Record yourself speaking. Receive an improved version of what you said, played back immediately in your own cloned voice.
Most speech coaching tools require friction – multiple sessions, external feedback, a gap between saying something and understanding how it could have landed differently. Better Words compresses that gap into a single interaction: record yourself speaking, receive an improved version of what you said, hear it played back in your own cloned voice.
Not a coaching note. Not a transcript with edits. Your words, restructured, in your voice. Used daily for several months, the tool began to feel less like software and more like a mirror held slightly ahead of where you are.
What happens when you hear an elevated version of your speech, immediately, in your own voice.
One button. No menus. No dashboard. The entire workflow – recording, processing, rewriting, voice generation, playback – had to live inside a single object. If the interface became cluttered, the habit would break.

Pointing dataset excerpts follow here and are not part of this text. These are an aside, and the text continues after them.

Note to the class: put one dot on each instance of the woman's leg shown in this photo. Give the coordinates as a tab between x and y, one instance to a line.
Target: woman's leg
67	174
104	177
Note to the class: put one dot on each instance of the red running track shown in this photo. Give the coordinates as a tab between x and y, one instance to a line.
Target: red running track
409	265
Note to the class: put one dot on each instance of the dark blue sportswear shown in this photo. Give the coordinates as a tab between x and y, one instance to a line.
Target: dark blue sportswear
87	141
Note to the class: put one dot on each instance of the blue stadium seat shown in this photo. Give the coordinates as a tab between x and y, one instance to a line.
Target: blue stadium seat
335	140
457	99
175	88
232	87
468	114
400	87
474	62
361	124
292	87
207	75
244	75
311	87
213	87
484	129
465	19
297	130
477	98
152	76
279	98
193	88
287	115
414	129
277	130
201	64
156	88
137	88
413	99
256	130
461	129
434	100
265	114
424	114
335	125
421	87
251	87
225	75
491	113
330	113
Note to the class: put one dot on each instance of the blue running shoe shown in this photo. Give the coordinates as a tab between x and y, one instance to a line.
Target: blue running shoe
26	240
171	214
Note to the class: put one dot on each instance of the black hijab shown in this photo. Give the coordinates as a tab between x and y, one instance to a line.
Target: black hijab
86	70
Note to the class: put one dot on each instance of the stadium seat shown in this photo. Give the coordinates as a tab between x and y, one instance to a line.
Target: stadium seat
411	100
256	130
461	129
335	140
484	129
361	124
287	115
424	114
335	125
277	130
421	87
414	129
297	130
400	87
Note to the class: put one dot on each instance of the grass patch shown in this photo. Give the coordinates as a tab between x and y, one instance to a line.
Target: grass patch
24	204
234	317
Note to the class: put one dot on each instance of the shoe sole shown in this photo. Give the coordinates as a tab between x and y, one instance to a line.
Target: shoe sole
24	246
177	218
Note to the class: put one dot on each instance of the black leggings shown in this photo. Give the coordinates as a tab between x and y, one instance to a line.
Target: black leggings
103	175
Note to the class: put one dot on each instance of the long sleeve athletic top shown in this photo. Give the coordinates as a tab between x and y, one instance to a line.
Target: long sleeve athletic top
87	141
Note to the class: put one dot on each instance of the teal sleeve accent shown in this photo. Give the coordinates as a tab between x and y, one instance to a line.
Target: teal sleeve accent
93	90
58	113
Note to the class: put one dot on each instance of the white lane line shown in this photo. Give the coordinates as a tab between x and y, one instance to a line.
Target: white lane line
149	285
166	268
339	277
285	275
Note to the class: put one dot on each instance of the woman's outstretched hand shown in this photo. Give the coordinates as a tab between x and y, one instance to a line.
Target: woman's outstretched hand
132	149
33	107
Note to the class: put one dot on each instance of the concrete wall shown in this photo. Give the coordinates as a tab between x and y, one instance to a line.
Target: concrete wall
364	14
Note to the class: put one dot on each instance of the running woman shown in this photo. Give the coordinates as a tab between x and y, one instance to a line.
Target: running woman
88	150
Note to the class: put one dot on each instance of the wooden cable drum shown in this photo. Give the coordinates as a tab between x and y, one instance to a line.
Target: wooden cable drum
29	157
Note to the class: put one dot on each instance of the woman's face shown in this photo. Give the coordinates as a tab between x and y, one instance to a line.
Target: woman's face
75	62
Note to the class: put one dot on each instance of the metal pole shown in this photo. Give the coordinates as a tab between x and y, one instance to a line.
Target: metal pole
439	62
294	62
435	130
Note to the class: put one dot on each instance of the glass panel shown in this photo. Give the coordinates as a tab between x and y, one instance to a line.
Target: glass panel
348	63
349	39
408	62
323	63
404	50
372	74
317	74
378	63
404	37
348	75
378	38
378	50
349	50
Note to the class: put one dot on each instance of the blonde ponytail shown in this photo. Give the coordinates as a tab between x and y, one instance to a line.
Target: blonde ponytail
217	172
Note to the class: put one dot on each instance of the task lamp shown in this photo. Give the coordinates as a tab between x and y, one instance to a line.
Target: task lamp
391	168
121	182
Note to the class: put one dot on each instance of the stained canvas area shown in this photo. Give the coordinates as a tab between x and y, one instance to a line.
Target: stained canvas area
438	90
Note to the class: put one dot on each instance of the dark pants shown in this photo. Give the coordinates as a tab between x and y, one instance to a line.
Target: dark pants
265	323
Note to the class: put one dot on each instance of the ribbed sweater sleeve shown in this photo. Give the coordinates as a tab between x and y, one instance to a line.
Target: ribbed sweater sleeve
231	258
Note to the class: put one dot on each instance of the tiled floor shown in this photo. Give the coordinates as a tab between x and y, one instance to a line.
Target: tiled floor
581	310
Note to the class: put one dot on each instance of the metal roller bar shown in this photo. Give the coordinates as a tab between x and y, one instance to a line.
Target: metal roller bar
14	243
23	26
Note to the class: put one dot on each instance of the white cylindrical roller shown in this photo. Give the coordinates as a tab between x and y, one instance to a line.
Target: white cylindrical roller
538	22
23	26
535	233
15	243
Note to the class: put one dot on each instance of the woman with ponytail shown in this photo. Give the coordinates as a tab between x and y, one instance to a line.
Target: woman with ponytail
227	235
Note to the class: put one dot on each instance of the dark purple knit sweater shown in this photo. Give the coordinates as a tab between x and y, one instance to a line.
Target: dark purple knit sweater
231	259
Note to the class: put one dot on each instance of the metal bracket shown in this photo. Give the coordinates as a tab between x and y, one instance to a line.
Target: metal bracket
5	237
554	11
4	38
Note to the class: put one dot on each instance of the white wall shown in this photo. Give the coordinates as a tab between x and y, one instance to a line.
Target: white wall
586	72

The gesture language follows from the constraint. Tap to pause, tap again to resume – keeping the experience flexible without adding controls. Holding the button signals intent: it turns red, microcopy appears ("Hold to send"), preventing accidental submission while still keeping the interface minimal. When processing finishes, the button expands into a full-screen feedback space. The result feels like an event, not output.
An elevation slider lets you move between close to original and more sophisticated – keeping the output within your own register rather than replacing your voice with someone else's idea of better. Voice cloning requires trust before it can work. Before first use, you choose between cloning your own voice or using a synthetic one. Clear privacy messaging explains how audio is processed and deleted.
Better Words was built entirely using AI-assisted workflows – iterating in code and interface at the same time, without separating design from development. No handoff. No mockups passed to an engineer. The constraint shaped the tool and the tool sharpened the constraint, each iteration tightening what the single button was allowed to mean.
Underneath the interface, a RAG system handles retrieval – allowing the tool to reference stored speech patterns and personal context when generating improvements. That layer doesn't appear in the demo, but it's where the harder design questions live: what gets surfaced depends entirely on how well the retrieval layer understands what you actually meant. The boundary between relevant context and hallucination is not a technical problem with a clean solution. It is a design problem about trust, and about how much of yourself you want the system to remember.